Our findings suggest a therapeutic role for oral levosimendan in prevention of postinfarct heart failure and cardiac remodeling in type 2 diabetes and underscore the importance of sustained cardiomyocyte apoptosis and induction of cellular senescence in the pathogenesis.
糖尿病会增加致命性心肌梗死和心力衰竭的风险。左西孟旦是一种通过钙敏化和打开三磷酸腺苷(ATP)依赖性钾通道起作用的新型正性肌力药和血管扩张药,临床上用于治疗急性失代偿性心力衰竭。然而,口服左西孟旦对心肌梗死后心力衰竭的长期影响尚不清楚。
在 2 型糖尿病模型(Goto-Kakizaki 大鼠)中,研究口服左西孟旦是否可以改善心肌梗死后的心功能并预防心脏重构。
通过冠状动脉结扎诱导糖尿病 Goto-Kakizaki 大鼠和非糖尿病 Wistar 大鼠发生心肌梗死(MI)。
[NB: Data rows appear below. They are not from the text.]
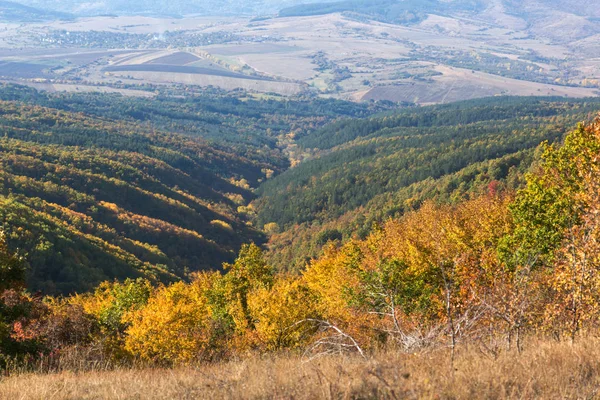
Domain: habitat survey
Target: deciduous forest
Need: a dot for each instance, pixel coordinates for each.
(170, 233)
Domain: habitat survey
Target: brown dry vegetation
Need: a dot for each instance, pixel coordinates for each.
(547, 369)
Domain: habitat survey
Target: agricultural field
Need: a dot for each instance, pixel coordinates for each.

手术后 24 小时,将 Goto-Kakizaki 大鼠和 Wistar 大鼠随机分为四组:未治疗的 MI 组、12 周(每天 1 毫克/千克)左西孟旦治疗的 MI 组、假手术组和假手术+左西孟旦治疗组。测定血压、心功能以及心脏重构标志物。
在 Goto-Kakizaki 大鼠中,MI 诱导收缩性心力衰竭,导致远隔区心肌明显肥大,并持续诱导心肌细胞凋亡。心肌梗死后的心脏重构与心房利钠肽、白细胞介素-6 和结缔组织生长因子 mRNA 表达增加有关,以及心肌细胞衰老标志物(心脏 p16 mRNA 表达)增加三倍。左西孟旦改善心功能并预防梗死后心肌肥大、心肌细胞凋亡和细胞衰老。左西孟旦还改善了 MI 诱导的心房利钠肽、白细胞介素-6 和结缔组织生长因子过表达,以及 MI 诱导的钙处理蛋白(SERCA2、Na+-Ca2+ 交换体)改变,而不改变糖尿病状态或全身血压。在非糖尿病 Wistar 大鼠中,MI 诱导收缩性心力衰竭;然而,梗死后的心脏重构与心肌肥大、心肌细胞凋亡、炎症反应和细胞衰老的诱导程度较轻有关。左西孟旦仅部分预防了 Wistar 大鼠的梗死后心力衰竭和心脏重构。
我们的研究结果表明,口服左西孟旦在预防 2 型糖尿病心肌梗死后心力衰竭和心脏重构方面具有治疗作用,并强调了持续的心肌细胞凋亡和细胞衰老在发病机制中的重要性。